Belastung schlägt auf die Gesundheit
Die Zahlen belegen, dass pflegende Angehörige vergleichsweise häufiger krank sind als andere. So leiden in Mecklenburg-Vorpommern mehr als die Hälfte (59 Prozent) von ihnen unter Rückenbeschwerden. Nur in Brandenburg und Thüringen (60 Prozent) ist dieser Wert noch höher. Bei Personen, die niemanden pflegen, trifft dies auf 53 Prozent zu. Ähnlich verhält es sich bei Depressionen: Während der Anteil der Erkrankten unter den pflegenden Angehörigen in Mecklenburg-Vorpommern bei rund 22 Prozent liegt, sind es bei Personen, die niemanden pflegen, nur 17 Prozent. Insgesamt leidet in Deutschland jeder zweite pflegende Angehörige unter einer psychischen Störung. Die Unterstützungsangebote wie Kurzzeit- und Verhinderungspflege oder Haushaltshilfen werden von den pflegenden Angehörigen zwar überwiegend positiv bewertet, allerdings sehr wenig genutzt. Viele Pflegende wissen nicht, wo sie Hilfe erhalten können. Dies müsse sich ändern, fordert Henning Kutzbach. In den Barmer-Geschäftsstellen vor Ort werden Betroffene zu den Unterstützungsmöglichkeiten kompetent beraten. Eine Beratung ist auch per Telefon, online oder Hausbesuch möglich. Die 17 Pflegestützpunkte im Land, die gemeinsam von den Kommunen, Kranken- und Pflegekassen getragen werden, helfen ebenso bei der Suche nach Unterstützung. „Dabei ist es wichtig, dass Pflegepersonen nicht nur für ihren Angehörigen, sondern auch für sich selbst Hilfe bekommen. Um ihnen den Alltag zu erleichtern, bietet die Barmer für ihre Versicherten kostenlos das Seminar ‚Ich pflege – auch mich‘ an. In mehreren Modulen lernen die Teilnehmer, wie sie sich trotz der anstrengenden Pflegesituation entlasten können“, so der Barmer-Landesgeschäftsführer.

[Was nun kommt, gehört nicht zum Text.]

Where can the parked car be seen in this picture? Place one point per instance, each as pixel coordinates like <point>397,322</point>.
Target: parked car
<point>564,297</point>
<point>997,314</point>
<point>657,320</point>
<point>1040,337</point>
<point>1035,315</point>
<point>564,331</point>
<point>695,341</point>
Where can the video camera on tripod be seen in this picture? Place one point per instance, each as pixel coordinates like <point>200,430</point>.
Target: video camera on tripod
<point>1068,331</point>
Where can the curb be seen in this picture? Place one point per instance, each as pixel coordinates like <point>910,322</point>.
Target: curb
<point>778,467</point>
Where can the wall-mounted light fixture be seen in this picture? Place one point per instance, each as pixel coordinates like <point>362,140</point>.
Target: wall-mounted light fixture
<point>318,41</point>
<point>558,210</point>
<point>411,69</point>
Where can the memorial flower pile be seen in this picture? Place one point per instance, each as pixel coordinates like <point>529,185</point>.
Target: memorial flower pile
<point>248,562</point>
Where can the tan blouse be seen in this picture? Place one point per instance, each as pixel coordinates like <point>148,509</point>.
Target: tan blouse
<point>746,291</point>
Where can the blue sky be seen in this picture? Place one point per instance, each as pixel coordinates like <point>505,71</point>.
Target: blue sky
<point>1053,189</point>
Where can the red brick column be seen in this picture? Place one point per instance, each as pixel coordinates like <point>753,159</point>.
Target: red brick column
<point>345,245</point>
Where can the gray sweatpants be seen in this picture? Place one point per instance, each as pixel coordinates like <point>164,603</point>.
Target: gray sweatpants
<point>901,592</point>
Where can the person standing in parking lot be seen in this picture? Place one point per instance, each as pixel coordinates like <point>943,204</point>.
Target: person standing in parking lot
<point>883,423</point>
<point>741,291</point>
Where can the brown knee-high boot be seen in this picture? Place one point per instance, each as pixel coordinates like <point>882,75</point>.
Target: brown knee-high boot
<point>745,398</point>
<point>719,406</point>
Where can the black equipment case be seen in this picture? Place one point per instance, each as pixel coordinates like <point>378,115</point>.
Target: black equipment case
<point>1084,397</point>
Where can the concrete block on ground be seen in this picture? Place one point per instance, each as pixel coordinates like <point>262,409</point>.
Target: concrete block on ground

Den Pflegealltag erleichtern
Doch nicht nur Seminare und Beratungsangebote helfen Pflegenden, auch Kommunikations- und Assistenzsysteme können unterstützend sein. Am Standort Greifswald/ Rostock des Deutschen Zentrums für Neurodegenerative Erkrankungen (DZNE) wollen Forscher ein computergestütztes Verfahren erproben, das Ärzten dabei hilft, die Bedürfnisse pflegender Angehöriger von Menschen mit Demenz zu erfassen – und unterstützende Maßnahmen in die Wege zu leiten. „Denn rechtzeitige Maßnahmen können pflegende Angehörige entlasten. Ob Physiotherapie, Urlaubsvertretung oder Erfahrungsaustausch im Rahmen einer Angehörigengruppe – hier gibt es zahlreiche Möglichkeiten“, erklärt Projektleiterin Dr. Ina Zwingmann vom DZNE. Die Studie „Gesund pflegen: Entwicklung eines Versorgungsmanagements von Versorgungsbedarfen pflegender Angehöriger von Menschen mit Demenz (InA-Studie)“ startet im März kommenden Jahres. Unterstützt wird das Vorhaben von der Barmer und anderen Kooperationspartnern. Vor dem Hintergrund der alarmierenden Zahlen, die der Barmer Pflegereport liefert, sind laut Zwingmann Vorhaben wie die InA-Studie unerlässlich, um den Alltag Pflegender zu erleichtern. Hierzu bedarf es einer engen Zusammenarbeit von allen Akteuren in der Gesundheitsversorgung, so die Wissenschaftlerin.